[CHAPTER VII]
RECAPITULATION OR SUMMARY VIEW OF STAGES OF ENGLISH PROSODY

I. Old English Period

Prosody rhythmical, not metrical; determined exclusively by alliteration and accent. Combinations of accented and unaccented syllables perhaps classifiable, but seldom, if ever, reducible to any combination corresponding to the flow of later Middle and Modern English verse, though the principle (of syllabic irregularity in corresponding lines) survives as the most important basis of that verse itself. Rhyme, except in the piece specially entitled "Rhyming Poem" and other very late examples, practically non-existent; the instances collected from other places being very few and quite possibly accidental.

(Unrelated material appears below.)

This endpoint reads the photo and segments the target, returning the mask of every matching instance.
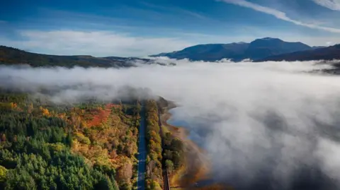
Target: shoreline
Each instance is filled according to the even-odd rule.
[[[161,108],[162,112],[160,116],[162,127],[166,128],[174,136],[183,143],[186,153],[186,165],[170,176],[170,186],[176,189],[197,189],[195,184],[198,182],[209,179],[208,174],[210,162],[204,150],[188,138],[190,131],[188,129],[168,123],[172,117],[169,110],[176,107],[177,106],[174,102],[169,101],[168,106]]]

II. Before or very soon after 1200
Earliest Middle English Period.

No pure and unmixed alliterative-accentual verse of the old kind, but a choice between pure syllabic metre of iambic type (Ormulum), less regular but clearly metrical (i.e. "foot-measured") verse, iambic or trochaic (Paternoster, Moral Ode, etc.), and singular mixtures of the alliterative kind (badly done), and the metrical kind (sometimes done rather better) (Layamon, Proverbs of Alfred).

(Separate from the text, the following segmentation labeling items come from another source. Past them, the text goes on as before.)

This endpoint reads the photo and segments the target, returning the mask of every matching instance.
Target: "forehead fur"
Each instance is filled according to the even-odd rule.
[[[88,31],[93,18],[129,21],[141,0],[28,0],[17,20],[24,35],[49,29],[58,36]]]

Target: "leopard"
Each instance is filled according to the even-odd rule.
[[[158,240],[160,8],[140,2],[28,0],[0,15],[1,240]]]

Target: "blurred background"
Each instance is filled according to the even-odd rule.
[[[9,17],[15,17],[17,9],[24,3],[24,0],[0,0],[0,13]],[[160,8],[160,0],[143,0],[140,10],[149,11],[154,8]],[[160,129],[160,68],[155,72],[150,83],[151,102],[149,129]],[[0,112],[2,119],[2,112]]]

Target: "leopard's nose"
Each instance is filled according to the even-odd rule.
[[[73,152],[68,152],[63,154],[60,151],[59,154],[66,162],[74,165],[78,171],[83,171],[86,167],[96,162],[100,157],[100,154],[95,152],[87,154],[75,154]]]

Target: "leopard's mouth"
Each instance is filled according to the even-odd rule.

III. Middle and Later Thirteenth Century
Second Early Middle English Period.

The metrifying process going on, with stronger emphasising of the metrical character and almost complete discarding of the alliterative (King Horn, late in the century, has sometimes been claimed as an exception, but without good reason). Definite forms emerge: the two great kinds of octosyllabic couplet—more strictly syllabic (Owl and Nightingale), or less so (Genesis and Exodus); the fifteener-fourteener or seven-foot iambic (Robert of Gloucester); the rime couée or "Romance-six" (Proverbs of Hendyng). Of pure alliterative verse there is no trace whatever.